We Take A Humble Bow - We receive a few emails each month with questions and corrections (we just had to correct our Turkey page due to an alert Turkish ex-pat).  So we were very gratified to receive the following note from cruisers on a beautiful yacht in Australia - it speaks for itself:

Hello Judi and Bob,
After having looked so many times at your site in the
last 2 years, I decided today I would let you know how
much I admire it and its authors. It is a fantastic
site, clear, logical, concise, complete, pleasant to
view. It is perfect! Congratulation. I am an avid web
surfer and have looked at hundreds of sailors site,
yes hundreds. Yours is really THE BEST. How you do it,
it baffles me! It has been very useful to us. It is so
useful we downloaded it so that we can consult most of
it without having to connect to the web...

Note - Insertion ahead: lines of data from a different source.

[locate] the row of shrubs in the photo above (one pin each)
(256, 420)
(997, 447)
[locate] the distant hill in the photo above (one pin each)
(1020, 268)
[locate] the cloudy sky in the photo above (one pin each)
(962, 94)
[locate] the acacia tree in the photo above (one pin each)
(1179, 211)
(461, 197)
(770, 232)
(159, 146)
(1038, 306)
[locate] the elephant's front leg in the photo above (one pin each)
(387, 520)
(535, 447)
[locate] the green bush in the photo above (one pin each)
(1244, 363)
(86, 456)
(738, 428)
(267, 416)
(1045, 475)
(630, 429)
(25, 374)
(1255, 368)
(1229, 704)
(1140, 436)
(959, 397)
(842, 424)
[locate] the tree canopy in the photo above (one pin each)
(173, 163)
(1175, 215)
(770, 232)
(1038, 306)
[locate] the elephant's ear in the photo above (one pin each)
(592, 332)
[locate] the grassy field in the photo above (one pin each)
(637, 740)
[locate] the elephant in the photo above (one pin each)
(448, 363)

We thank them very much for their opinions, and now we'll have to work even harder to live up to these kind words.

Week ending 1 Jan 06 (Bob)

Cabo De Gata - On the weekend Micael and Ligia took us for a drive to one of their favorite spots, Cabo De Gata (Cape of the Cat) a wilderness 'reserve' east of Almeria.  We put the reserve in quotes because parts of it are covered in plastic - these are illegal farms where the owners pay a small fine whenever the rangers demand it, otherwise they continue operations as usual.  The salt flats have flamingos, ducks, and a myriad of other waterfowl and the coastline is pretty.  We had a great outing.

New Year's in Aguadulce - We had a quiet evening with Micael and Ligia, sipping the local bubbly,cava - the Spanish equivalent to champagne, and popping party poppers or pseudo-fireworks, while the local kids set off real firecrackers and rockets outside.  Overall our welcome to 2006 was quite low-key.  One of the highlights of our visit has been the nightly movie at Micael's Cinema as we select our daily title from our host's 900+ collection of DVDs and VCDs and settle back with a glass of wine to view the latest from the world of entertainment.

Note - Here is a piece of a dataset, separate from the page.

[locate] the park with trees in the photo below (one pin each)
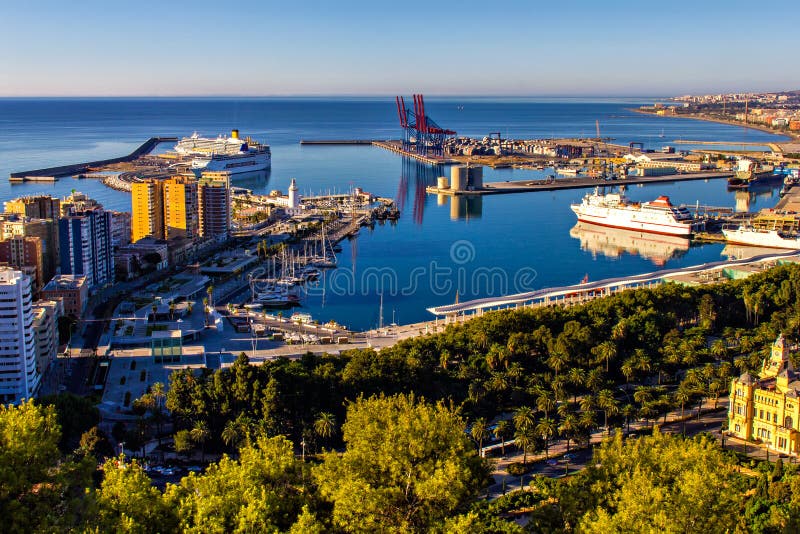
(388, 440)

Ligia stirring pot for dinner

Ready to tuck in

Micael pouring Cava (champagne)

Preparing to go further South - We have decided to give Morocco a try, so we are almost in cruising mode as we plan our route, stock up on provisions, decide what spares to take, and read other people's accounts.  We plan to cross the Mediterranean near Gibraltar, tour Morocco for about 3 weeks and return in time to visit forlorn Long Passages in Italy in February.  Much of Bob's spare time was occupied getting our iPaq to talk to its dedicated GPS and soliciting Micael's help in downloading road and topographic maps of Morocco. These maps, now that they are calibrated, will be used to track our position as we explore small villages near the Sahara desert.

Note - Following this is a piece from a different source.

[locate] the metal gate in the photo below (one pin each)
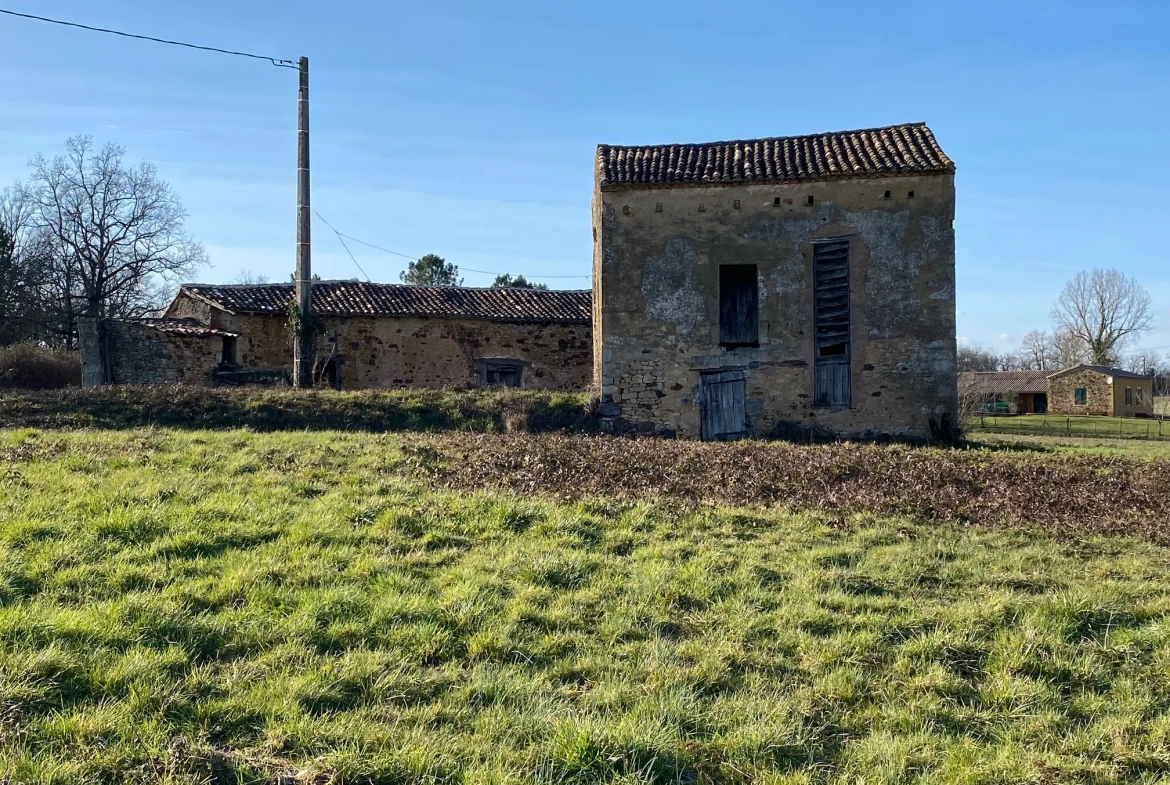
(723, 415)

Whiling Away The Winter in Southern Spain - After 2 weeks along the coast, we can see why so many Britons and Germans escape the cold and snow to bask in the sun of southern Spain.  In the 10 days we have been here it has been sunny every day and even though the temperatures have dipped into the 40's at night it is normally near 60 during the day.

Mike in Galle, Sri Lanka back in Business - When we sailed from Thailand to Sri Lanka in 2003, we landed in Galle, Sri Lanka and met Mike who, with his brother, runs a small business helping cruisers with provisions, internet, and tours.  He was very honest and we enjoyed meeting him very much.  When the tsunami hit Galle in 2004, he and his family survived, but his business suffered severe losses and we were glad to have been able to provide some assistance to help him get his business going again.  A few weeks ago we received the following email from him:

Hi Bob & Judi,

        So how are you?  I think you and your family are well. first of all i would like to thank you to help me after tsunami  we are rebuild our bussines from your help. now every thing is o.k.galle habour also now in good now you can come to sri lanka again.please kindly pass this message to your other friends also. marry X'mas   &   Happy New year to your family.

Best wishes from mike .

So those cruisers heading to the Red Sea, East Africa or even Chagos, Galle and Mike are back in business.